09.02.2018 - 16:16 Uhr
Waidhaus

Fasching-Ausackern in Waidhaus Narren vorm Rathaus

Obwohl sich das Geschehen immer nur wiederholt, steigt das Interesse am Fasching-Ausackern von Jahr zu Jahr. Der Kirchplatz dient diesmal sogar als Tanzparkett.

Auf ein prall gefülltes Säckchen von Markt-Kassiererin Christine Hönig-Seer freut sich Hermann Mack nach dem Wortgefecht mit Bürgermeisterin Margit Kirzinger (vorne, von rechts). Bild: fjo
von Josef ForsterProfil

Die Chefin der Damen-Big-Band übernahm mit einer agilen Helferschar für den "Nasch'n Pfinsta" die Organisation des langgehegten Faschingsbrauchtums. Vor allem durfte Simone Dietl auf die Mithilfe von Musikvereinsleiter Hermann Mack vertrauen. Überhaupt kamen viele Musikanten, um den Fastnacht-Endspurt einzuläuten.

Die bunt gemischte Schar traf sich zur Einstimmung im Partyraum der Gastwirtschaft "Haus am Eck" bei Familie Hösl. Draußen parkte derweil ein Oldtimer-Bulldog mit einem noch älterem Pflug an der Deichsel, um dem Geschehen optisch Ausdruck zu verleihen. Dann formierte sich der kleine Zug und zog entlang der Hauptstraße zum Rathaus. Florian Mack steuerte als Letzter das mit vielen bunten Luftballons dekorierte Oldtimer-Gespann.

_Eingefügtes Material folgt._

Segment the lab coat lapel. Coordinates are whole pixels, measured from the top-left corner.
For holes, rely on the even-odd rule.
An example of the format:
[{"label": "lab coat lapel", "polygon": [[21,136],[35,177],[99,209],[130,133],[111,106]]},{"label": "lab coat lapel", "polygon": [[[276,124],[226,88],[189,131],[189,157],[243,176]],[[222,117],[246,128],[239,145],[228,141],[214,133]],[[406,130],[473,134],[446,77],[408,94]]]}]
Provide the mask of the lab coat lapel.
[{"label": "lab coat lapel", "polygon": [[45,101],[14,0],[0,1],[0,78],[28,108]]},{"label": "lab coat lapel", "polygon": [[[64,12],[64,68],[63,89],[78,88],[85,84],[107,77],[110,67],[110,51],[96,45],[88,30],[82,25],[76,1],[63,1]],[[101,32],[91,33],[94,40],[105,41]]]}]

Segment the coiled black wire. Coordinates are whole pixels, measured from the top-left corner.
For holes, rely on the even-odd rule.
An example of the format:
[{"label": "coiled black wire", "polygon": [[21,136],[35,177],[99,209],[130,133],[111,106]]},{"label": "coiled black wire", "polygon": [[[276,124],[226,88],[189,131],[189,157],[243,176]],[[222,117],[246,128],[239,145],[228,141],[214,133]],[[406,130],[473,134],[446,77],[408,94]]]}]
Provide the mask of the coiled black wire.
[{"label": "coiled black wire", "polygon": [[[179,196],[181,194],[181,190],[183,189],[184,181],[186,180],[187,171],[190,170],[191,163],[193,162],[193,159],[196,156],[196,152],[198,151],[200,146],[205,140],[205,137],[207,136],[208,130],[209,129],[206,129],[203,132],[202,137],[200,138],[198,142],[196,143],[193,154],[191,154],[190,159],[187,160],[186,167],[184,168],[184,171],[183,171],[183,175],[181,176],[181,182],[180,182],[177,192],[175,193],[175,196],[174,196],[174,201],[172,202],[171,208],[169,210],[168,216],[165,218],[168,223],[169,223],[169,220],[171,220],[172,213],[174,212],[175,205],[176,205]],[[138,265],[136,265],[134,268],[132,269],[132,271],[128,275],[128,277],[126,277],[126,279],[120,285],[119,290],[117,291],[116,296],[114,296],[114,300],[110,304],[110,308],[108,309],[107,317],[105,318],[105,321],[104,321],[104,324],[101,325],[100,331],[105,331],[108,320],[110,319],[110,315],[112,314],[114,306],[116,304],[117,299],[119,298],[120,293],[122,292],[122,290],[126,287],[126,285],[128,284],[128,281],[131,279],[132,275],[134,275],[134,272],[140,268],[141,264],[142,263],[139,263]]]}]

Laut trällerten die Instrumentalisten Marschstücke, die jedoch immer wieder vom kräftigen Waidhauser Karnevalsruf "Heng, heng - leck, leck" unterbrochen waren. Immer wieder gab es von irgendwoher auch den Nachsatz zu hören: "Wer einmal leckt, der weiß wie's schmeckt - der leckt die ganze Bude weg."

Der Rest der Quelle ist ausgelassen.